FIFA World Cup offside calls aided with sensors in soccer balls because refs can’t be trusted


With 64 games to be played in the upcoming 2022 FIFA World Cup in November, the last thing anyone needs is to stop the games to review penalties. FIFA’s newest bit of nifty tech should hopefully help out with that.

The international soccer governing body announced that it would start using what it calls “semi-automated offside technology” to figure out if a player is offside or not, without a lengthy review. For those (like me) who aren’t soccer experts, that’s the rule stating that a player attacking the opponent’s goal cannot be closer to the goal than both the ball and the second-closest opposing player.

In other words, if the only thing between you and the goal is the goalkeeper while you don’t have the ball, you’re offside. It’s the kind of thing that regularly stops play and can be difficult to determine since all it takes is half an inch of someone’s knee to be closer to the goal than his opponent for it to count as offside. FIFA is installing 12 special tracking cameras around the stadiums (and putting a sensor inside the ball itself) to measure both the positions of players and the position of the ball.

If this new tech detects that an offside penalty occurred, the guys in the video operations room get an alert, take a few seconds to verify it, and report it to an on-field referee. Once it’s confirmed by all parties, a 3D animation showing the offside penalty is created on the fly, before being shown to the people in the stands and those watching on TV at home.

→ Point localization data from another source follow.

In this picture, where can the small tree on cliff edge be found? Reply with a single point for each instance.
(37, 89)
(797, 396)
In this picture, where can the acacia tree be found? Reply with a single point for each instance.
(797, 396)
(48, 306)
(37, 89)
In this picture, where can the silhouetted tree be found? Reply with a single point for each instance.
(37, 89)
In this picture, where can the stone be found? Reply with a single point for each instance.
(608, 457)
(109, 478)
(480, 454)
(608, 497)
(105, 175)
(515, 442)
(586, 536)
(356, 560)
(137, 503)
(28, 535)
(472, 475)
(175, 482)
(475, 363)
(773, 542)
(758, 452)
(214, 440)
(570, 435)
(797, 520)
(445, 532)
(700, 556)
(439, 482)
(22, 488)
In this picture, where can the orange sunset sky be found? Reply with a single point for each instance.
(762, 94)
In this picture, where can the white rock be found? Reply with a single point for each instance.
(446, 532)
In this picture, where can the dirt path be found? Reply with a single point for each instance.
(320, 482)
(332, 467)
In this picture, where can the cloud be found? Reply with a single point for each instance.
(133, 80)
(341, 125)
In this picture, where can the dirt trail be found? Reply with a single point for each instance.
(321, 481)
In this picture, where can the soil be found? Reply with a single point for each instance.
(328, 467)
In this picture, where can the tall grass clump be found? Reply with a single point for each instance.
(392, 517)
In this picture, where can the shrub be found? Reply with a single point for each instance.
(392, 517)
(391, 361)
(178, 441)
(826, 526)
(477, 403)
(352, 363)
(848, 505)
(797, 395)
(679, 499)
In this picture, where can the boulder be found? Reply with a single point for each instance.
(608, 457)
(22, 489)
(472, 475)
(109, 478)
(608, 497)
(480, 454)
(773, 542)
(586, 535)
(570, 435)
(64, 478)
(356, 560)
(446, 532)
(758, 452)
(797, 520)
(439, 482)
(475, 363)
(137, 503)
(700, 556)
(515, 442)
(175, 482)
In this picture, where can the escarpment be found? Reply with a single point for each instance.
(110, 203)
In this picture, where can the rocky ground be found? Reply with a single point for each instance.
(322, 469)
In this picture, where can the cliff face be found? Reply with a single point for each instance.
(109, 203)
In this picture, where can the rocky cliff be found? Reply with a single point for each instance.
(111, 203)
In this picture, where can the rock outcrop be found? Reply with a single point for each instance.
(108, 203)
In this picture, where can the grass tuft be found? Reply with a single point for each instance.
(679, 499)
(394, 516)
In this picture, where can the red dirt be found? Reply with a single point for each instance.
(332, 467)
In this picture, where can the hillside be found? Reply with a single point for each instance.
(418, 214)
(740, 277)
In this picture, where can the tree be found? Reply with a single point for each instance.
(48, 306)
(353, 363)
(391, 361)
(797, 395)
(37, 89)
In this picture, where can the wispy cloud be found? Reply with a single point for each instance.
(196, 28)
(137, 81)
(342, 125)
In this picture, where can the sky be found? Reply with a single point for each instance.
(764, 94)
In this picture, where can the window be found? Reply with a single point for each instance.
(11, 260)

Personally, I can’t wait to see one of those 3D animations glitch out terribly and show a guy’s knee where his head should be or something.

Even as a non-soccer fan, the potential benefits of this new system are super obvious. I follow several Americans who wake up at odd hours on weekends to watch English soccer on Twitter, and they’re constantly pissed off about the video assistant referee (or VAR) system currently in place for reviewing calls. It not only slows the games down, but a reliance on human referees reviewing frame-by-frame footage can result in calls that are, to some, a little subjective.